有人嘟囔:“刘大哥,多给二两呗,孩子好久没见着肉星了。”
刘屠户把刀往案板上一拍,震得肉颤:“不行!这户口簿上记着各家人口呢,多给你二两,我就得去区公所喝西北风!再说了,这肉是游击队打了汉奸据点缴来的,得按规矩分!”
说话间,一队巡逻的民兵走过。他们戴着红袖章,腰里别着红缨枪,个个精神抖擞。领头的正是赵铁柱,他拍了拍腰间的户口簿:“都快点买,买完赶紧回家干活!下午区里还要来教咱们修水渠呢!”
阳光穿过集市的棚顶,照在一本本蓝布户口簿上。那红色的印章在光线下格外醒目,像一颗颗跳动的火苗,映着百姓们脸上的笑意。
第四章 夜校里的新名字
村头的破庙,如今成了夜校。白天是孩子们上课的地方,晚上就挤满了识字的大人。墙上挂着块黑板,上面用白粉笔写着“人、口、手”三个字,旁边还画着个简笔画的户口簿。
“大家把户口簿拿出来,跟着我念:‘抗日民主政权居民登记证’。”李干事站在黑板前,手里举着本户口簿。台下坐着的,有头发花白的老汉,也有抱着娃的新媳妇。

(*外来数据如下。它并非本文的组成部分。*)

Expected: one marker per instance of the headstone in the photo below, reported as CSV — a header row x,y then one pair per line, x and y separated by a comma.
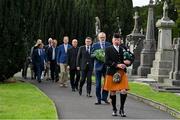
x,y
118,24
163,57
149,45
97,28
135,43
176,65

王大爷戴着老花镜,手指在户口簿上一个字一个字地挪:“抗、日、民、主……”他念得磕磕绊绊,脸上却带着股认真劲儿。“俺这辈子,就认识自己的名字,没想到老了老了,还能对着户口簿学文化。”
春杏坐在第一排,怀里抱着个布包,里面是她的户口簿和新买的铅笔。她一笔一划地在本子上描着自己的名字——“陈春杏”。过去她嫁给赵铁柱,在日伪的户籍簿上只记着“赵陈氏”,如今终于有了自己的大名。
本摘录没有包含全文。